Hidden History of Connecticut Union Soldiers by Banks John

Hidden History of Connecticut Union Soldiers by Banks John

Author:Banks, John [Banks, John]
Language: eng
Format: epub
Publisher: Arcadia Publishing Inc.
Published: 2015-10-26T04:00:00+00:00


A newspaper clipping below his image describes George Marsh’s fate at Antietam. Connecticut State Library .

Before and during the war, George Marsh financially supported his sickly father, Guy (pictured). Author’s collection .

In rich detail, George also wrote home about his war experiences, telling his parents of skirmishing against Rebels, frustrations and boredom with army life and about prisoners of war. “Today I have tattoo’d about 2 dozen men with India ink just to keep myself busy,” he wrote in one letter. 175 In another, he wrote about a former Union POW, who had a bayonet put through his thigh by a Rebel for putting his head over a line to vomit. The culprit, Marsh wrote, was a “boy not over 14 years old.”

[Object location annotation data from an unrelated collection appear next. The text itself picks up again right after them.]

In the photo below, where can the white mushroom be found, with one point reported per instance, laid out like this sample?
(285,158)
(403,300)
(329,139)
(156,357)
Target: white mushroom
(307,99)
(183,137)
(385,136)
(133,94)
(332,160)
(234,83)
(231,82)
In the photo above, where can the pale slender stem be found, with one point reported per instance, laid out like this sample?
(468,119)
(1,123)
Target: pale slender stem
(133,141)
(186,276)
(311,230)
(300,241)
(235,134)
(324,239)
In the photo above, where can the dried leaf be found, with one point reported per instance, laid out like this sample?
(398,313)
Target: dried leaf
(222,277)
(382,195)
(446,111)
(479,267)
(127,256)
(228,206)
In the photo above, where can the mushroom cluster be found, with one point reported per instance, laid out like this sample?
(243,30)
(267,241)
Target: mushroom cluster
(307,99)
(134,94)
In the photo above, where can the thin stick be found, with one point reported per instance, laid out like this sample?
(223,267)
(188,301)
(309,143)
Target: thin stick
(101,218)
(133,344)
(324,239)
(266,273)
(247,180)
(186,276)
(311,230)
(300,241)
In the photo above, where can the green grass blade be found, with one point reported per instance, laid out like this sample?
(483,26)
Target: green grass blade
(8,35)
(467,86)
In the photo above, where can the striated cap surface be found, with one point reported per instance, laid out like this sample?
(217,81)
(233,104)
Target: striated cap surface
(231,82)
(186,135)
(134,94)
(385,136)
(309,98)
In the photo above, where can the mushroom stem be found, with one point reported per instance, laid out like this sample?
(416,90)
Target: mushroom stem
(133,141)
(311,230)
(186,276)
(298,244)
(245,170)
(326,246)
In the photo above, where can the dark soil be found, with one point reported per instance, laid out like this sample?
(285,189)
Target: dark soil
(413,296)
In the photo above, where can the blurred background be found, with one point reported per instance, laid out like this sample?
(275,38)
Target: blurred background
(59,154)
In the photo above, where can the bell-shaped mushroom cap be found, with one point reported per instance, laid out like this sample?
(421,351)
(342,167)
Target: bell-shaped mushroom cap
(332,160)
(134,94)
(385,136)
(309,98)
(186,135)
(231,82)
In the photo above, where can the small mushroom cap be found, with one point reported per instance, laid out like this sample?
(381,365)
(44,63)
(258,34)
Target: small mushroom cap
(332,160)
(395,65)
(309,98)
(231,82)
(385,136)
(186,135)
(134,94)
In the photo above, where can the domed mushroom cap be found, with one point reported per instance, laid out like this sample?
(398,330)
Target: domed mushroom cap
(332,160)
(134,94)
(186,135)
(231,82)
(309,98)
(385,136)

After the Battle of New Bern, on March 14, 1862, Marsh described a scene that “beggars description.” In a rifle pit, he counted thirteen Rebel caps, each with a bullet hole through the front. The shot-up trees on the battlefield, he wrote, looked like “old apple tree stubs after a woodpecker has been at work on it.” As he gave a wounded Rebel water, another wounded Confederate loaded his rifle, fired and missed Marsh, who wasn’t aware of the incident until he was told by several comrades.